Life

Mommy's Grounded

Getting rid of soothers totally sucks (but they’re still worth it)

By Bianca Bujan

(Getty Images)

(Getty Images)

It started as a knotted rag dipped in honey in the early 1900s, and was later patented as a baby comforter comprised of a latex tip and a plastic shield and ring, created by a New York company called Binky Baby Products (a brand name that eventually evolved into a generic term for the scandalous suckers).

While some parents may be opposed to the idea of soothing their children with a suck toy, the baby binky is here to stay - with approximately 75 per cent of Western babies currently plugging their pie holes with pacifiers to self soothe.

Why have they continued to be such popular baby items? Because binkies make babies happy, and parents love that they keep their kids calm and quiet.

The fact is, babies are born with an oral fixation. One of their very first instincts is to suck - some are even spotted sucking their thumbs intrauterine.

Some parents may pass on the pacifier, happy to console their children in other ways, but for most, it has become a must-have comfort item - for both the babies and their parents.

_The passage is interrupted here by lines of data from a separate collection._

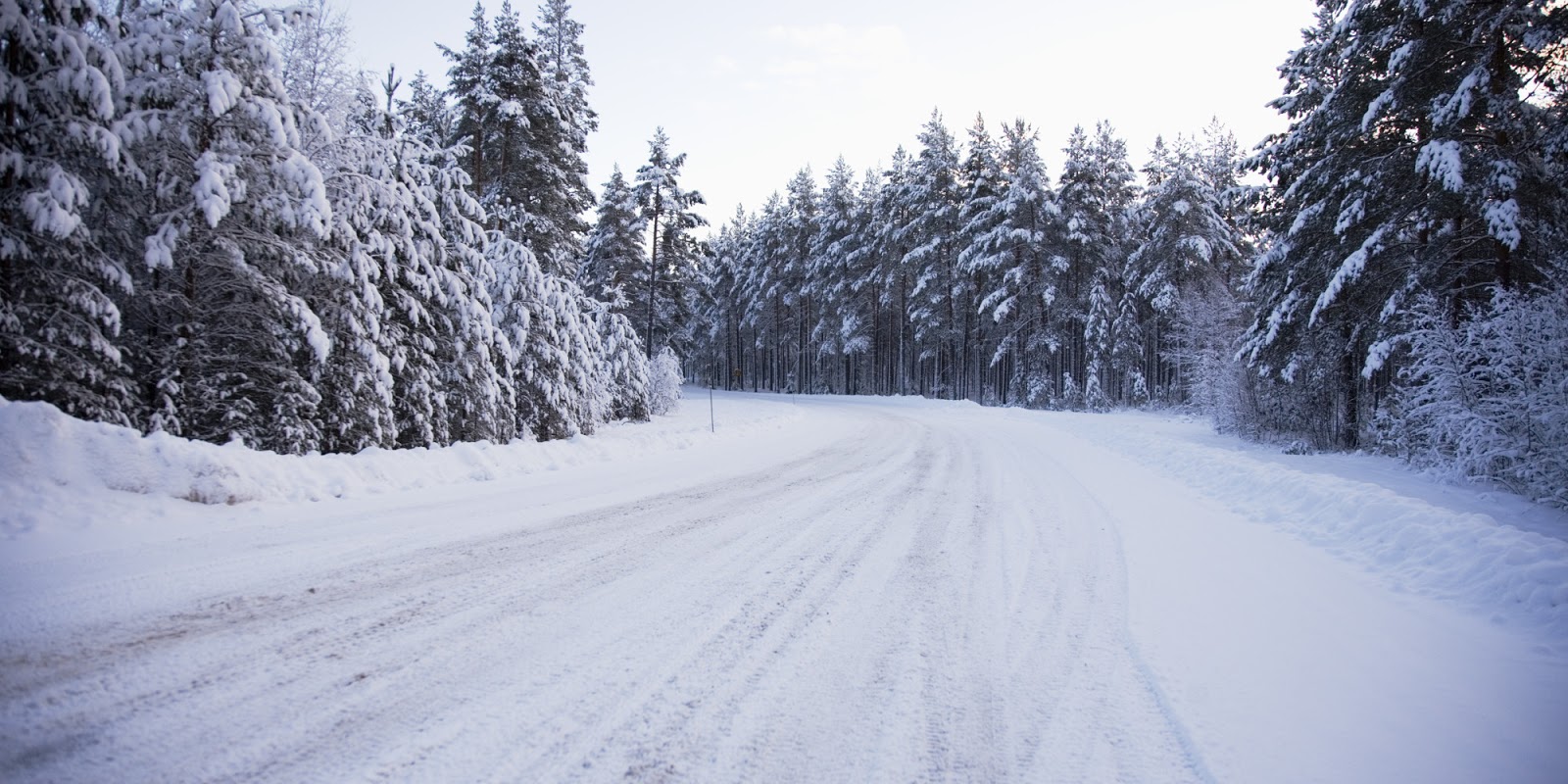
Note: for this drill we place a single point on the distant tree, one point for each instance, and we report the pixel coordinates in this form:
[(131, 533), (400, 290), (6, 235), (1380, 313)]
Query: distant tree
[(673, 250), (1418, 161)]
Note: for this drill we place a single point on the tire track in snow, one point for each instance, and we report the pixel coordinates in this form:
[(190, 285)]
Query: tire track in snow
[(902, 606)]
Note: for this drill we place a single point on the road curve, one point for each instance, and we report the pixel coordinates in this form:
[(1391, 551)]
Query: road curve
[(913, 601)]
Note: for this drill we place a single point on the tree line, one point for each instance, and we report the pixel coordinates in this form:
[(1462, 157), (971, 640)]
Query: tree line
[(1411, 217), (216, 229)]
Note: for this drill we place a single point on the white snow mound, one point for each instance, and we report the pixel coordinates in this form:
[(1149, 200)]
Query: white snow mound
[(57, 469)]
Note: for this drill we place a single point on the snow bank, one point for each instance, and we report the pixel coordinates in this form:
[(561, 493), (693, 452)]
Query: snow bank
[(55, 469), (1418, 541)]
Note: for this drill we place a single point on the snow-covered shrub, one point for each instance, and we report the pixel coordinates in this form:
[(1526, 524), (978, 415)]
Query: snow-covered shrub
[(1489, 399), (663, 383)]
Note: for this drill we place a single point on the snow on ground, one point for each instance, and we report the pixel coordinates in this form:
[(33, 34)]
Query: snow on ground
[(62, 474), (822, 590)]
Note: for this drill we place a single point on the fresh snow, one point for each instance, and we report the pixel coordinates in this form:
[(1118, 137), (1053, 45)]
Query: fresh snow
[(817, 590)]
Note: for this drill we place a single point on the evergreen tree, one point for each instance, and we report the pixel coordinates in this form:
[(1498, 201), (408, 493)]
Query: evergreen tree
[(615, 250), (932, 201), (566, 82), (838, 328), (1011, 247), (60, 326), (469, 83), (663, 290), (1097, 198), (224, 196)]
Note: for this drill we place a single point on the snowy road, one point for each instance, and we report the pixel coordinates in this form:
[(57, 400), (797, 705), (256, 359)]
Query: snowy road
[(893, 592)]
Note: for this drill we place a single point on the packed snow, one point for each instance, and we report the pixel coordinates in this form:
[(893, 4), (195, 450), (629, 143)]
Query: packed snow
[(772, 588)]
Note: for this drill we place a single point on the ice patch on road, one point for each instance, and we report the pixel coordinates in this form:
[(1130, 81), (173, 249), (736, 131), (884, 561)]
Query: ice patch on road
[(1408, 535)]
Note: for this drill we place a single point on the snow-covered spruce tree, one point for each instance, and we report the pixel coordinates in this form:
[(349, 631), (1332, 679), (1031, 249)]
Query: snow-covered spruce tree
[(930, 200), (1011, 245), (1097, 196), (663, 386), (425, 114), (568, 122), (474, 104), (794, 276), (1487, 399), (1416, 162), (980, 180), (723, 350), (60, 325), (561, 372), (662, 292), (885, 276), (624, 368), (314, 52), (838, 328), (223, 200), (525, 133), (615, 248), (1188, 247)]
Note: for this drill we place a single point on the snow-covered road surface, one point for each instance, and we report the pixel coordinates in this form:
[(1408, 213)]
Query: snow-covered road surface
[(878, 592)]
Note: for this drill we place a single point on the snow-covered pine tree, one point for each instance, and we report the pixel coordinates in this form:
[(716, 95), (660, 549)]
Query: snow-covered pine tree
[(569, 122), (427, 115), (980, 180), (1097, 196), (886, 276), (224, 201), (60, 325), (838, 326), (624, 366), (725, 350), (662, 290), (615, 250), (663, 386), (1416, 162), (762, 255), (1189, 245), (474, 112), (1011, 245), (316, 71), (932, 201), (796, 279), (557, 355)]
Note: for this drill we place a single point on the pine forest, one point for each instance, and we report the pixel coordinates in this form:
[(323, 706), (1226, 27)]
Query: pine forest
[(219, 229)]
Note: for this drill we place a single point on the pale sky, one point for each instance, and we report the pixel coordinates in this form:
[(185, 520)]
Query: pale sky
[(755, 91)]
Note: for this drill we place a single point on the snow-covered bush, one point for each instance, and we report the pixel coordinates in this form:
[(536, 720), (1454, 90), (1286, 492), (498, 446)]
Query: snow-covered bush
[(663, 383), (1489, 399)]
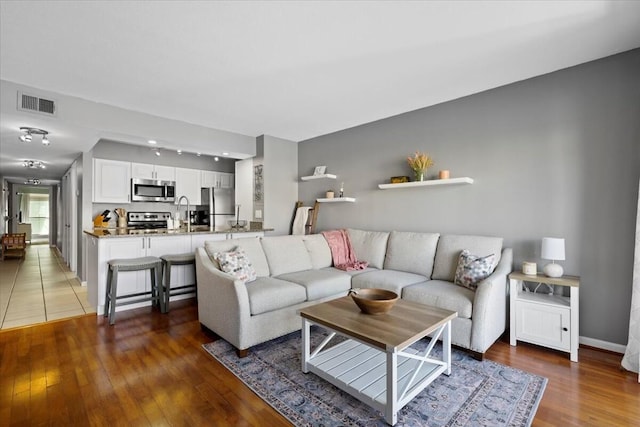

My oldest took to her soother on the first suck, and my life immediately became easier. I was able to remove myself from her suckling face and get on with my day, and she was happy to soothe herself as she pleased, by sucking on her soother on and off until feeding time.

We both came to rely on the relic, so when I felt that it was time to take it away, I was terrified.

Not only was I worried that she would go through inconsolable withdrawals, but I wasn’t sure if I would survive without having a trusty soo-soo as my sidekick.

One night, I had her stuff all of her soothers into a box, and leave it by her bed for the soo-soo fairy. As she slept, the soothers were replaced with a special gift, and her precious pacifiers were passed on to new babies.

She went cold turkey, and while it was a tough transition, we both survived.

My third child has developed a next-level obsession with her soother, and I’ve let it go on for longer than I’d like to admit. I know that when the time comes, getting rid of the soother is really going to suck - for both of us, but I stand by my decision to allow my children to self-soothe through soothers. I chose to do so because, unlike thumb sucking, you can eventually take them away. I’m just going to have to think twice this time before pulling the plug.